Department of Emergency, West China Second University Hospital and Key Laboratory of Obstetric and Gynecologic and Pediatric Diseases and Birth Defects, Ministry of Education, Sichuan University, Chengdu, China.
Department of Immunology, School of Basic Medical Sciences, Chengdu Medical College, Chengdu, China.
Immunol Lett. 2020 Aug;224:14-20. doi: 10.1016/j.imlet.2020.05.001. Epub 2020 May 28.
Under lymphopenic conditions, the rapid spontaneous proliferation produces cells that robustly differentiate into effector memory T (T) cells, and the aberrant expansion is preferentially driven by self-antigens. The pool size of effector memory T-cell is governed by a complex homeostatic balance between proliferation and death. Perp is a critical effector involved in the p53-dependent apoptotic pathway and widely expressed in mammalian tissues. We have previously shown that Perp has a prominent role in activation-induced cell death of peripheral Th17 cells. Here, we show that Peripheral PerpCD4 T cells outcompete wild type T cells for access to splenic niches in vivo. The skewing of the Perp T cells compartment was not the result of a difference in lymphopenia-induced proliferation, but the resistance to apoptosis, particularly after anti-Fas treatment. Data presented in this work indicate that Perp mediates the persistence of CD4 T cells in irradiation-induced lymphopenic settings.

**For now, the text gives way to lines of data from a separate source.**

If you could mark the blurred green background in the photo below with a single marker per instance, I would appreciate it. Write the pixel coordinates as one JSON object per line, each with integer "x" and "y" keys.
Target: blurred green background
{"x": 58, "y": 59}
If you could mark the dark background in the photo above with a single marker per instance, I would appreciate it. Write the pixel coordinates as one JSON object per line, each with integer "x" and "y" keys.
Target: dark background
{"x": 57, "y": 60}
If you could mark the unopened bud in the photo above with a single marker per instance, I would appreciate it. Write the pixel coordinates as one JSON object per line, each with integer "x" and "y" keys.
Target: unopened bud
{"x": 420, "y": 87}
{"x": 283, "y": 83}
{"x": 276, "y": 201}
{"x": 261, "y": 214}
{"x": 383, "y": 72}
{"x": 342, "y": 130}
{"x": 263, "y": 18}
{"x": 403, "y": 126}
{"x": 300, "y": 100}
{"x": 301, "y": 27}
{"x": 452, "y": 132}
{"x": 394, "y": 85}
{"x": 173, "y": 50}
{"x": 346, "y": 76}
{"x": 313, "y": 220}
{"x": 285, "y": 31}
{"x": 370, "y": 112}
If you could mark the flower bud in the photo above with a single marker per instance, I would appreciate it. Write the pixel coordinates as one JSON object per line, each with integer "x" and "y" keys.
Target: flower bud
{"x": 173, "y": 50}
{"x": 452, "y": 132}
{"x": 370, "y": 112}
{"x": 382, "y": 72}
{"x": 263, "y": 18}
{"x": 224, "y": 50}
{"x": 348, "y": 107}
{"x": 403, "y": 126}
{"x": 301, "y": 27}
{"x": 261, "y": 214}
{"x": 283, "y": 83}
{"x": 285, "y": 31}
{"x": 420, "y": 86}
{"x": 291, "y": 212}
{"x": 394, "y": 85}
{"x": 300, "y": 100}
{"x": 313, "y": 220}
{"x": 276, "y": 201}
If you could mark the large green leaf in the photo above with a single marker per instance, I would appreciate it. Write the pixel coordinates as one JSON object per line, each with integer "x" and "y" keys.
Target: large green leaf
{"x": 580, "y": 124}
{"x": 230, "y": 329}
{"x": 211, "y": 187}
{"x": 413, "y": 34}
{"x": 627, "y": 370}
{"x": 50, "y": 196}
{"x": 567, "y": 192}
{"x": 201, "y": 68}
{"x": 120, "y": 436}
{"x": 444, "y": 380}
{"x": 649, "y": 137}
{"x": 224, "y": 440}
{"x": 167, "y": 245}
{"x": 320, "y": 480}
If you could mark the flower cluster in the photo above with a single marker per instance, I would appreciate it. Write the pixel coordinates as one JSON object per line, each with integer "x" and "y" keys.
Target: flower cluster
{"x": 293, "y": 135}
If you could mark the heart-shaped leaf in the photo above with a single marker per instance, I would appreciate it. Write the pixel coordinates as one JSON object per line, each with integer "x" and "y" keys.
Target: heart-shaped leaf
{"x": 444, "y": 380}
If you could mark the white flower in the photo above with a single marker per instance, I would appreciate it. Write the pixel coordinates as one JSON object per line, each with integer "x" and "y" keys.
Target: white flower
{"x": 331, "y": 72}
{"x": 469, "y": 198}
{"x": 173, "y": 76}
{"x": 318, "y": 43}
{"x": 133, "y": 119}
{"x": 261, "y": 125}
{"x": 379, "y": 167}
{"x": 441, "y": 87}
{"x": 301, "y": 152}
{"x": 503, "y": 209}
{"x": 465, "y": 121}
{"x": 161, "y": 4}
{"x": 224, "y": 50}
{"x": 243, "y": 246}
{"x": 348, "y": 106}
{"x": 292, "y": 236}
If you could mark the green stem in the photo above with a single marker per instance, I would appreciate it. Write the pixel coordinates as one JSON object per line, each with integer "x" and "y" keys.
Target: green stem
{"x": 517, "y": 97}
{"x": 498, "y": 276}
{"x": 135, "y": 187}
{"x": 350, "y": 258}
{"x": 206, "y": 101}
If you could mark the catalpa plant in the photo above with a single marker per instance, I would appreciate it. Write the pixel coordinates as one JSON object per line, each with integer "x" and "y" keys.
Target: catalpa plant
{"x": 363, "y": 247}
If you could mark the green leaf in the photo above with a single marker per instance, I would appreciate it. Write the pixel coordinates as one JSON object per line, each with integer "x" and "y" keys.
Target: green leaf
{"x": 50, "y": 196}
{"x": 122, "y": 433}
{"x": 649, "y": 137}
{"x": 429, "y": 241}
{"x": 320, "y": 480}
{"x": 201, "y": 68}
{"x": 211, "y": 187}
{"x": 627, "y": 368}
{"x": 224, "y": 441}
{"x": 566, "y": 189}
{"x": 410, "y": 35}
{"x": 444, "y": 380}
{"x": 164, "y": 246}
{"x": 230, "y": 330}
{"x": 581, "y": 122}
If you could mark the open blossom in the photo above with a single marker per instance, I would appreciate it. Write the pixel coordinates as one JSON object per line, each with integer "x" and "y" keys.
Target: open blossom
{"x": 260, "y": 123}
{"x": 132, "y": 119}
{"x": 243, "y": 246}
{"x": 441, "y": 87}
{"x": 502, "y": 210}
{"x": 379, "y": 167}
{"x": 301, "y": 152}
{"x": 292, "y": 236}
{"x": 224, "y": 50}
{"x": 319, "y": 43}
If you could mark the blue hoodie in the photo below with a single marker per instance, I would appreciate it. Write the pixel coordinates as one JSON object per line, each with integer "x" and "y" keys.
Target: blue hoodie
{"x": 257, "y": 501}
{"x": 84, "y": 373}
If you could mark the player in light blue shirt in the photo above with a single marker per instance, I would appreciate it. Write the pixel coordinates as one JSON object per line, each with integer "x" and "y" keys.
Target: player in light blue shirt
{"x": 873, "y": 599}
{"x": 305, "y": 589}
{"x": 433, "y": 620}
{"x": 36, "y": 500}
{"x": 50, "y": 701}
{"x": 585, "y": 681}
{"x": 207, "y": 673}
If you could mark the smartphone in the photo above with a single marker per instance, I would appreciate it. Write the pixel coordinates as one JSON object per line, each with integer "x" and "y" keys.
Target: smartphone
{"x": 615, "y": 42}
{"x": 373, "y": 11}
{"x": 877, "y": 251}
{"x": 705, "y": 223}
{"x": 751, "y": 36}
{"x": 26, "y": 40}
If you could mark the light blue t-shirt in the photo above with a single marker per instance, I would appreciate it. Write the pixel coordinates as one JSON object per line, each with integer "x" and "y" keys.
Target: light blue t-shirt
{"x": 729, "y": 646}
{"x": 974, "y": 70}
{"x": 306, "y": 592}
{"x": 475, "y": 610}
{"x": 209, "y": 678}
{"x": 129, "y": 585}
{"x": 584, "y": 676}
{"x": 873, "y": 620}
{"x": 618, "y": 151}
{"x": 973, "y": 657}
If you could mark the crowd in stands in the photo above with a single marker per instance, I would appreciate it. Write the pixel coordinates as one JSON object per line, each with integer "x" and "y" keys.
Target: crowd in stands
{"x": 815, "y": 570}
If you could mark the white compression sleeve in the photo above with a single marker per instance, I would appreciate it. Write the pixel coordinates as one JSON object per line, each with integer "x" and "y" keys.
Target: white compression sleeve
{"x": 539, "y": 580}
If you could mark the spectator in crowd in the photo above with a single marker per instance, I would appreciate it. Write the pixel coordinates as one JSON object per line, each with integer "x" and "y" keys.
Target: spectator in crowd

在淋巴缺乏的情况下,快速的自发增殖产生了能够强有力地分化为效应记忆 T(T)细胞的细胞,这种异常扩增主要是由自身抗原驱动的。效应记忆 T 细胞的池大小由增殖和死亡之间的复杂动态平衡来控制。Perp 是一种关键的效应因子,参与 p53 依赖性凋亡途径,广泛表达于哺乳动物组织中。我们之前已经表明,Perp 在周围 Th17 细胞的激活诱导细胞死亡中起着重要作用。在这里,我们表明外周 PerpCD4 T 细胞在体内竞争进入脾脏小生境的能力超过野生型 T 细胞。Perp T 细胞区室的倾斜不是由于淋巴减少诱导的增殖差异,而是对凋亡的抵抗力,特别是在抗 Fas 治疗后。本工作中提供的数据表明,Perp 介导了 CD4 T 细胞在照射诱导的淋巴缺乏环境中的持续存在。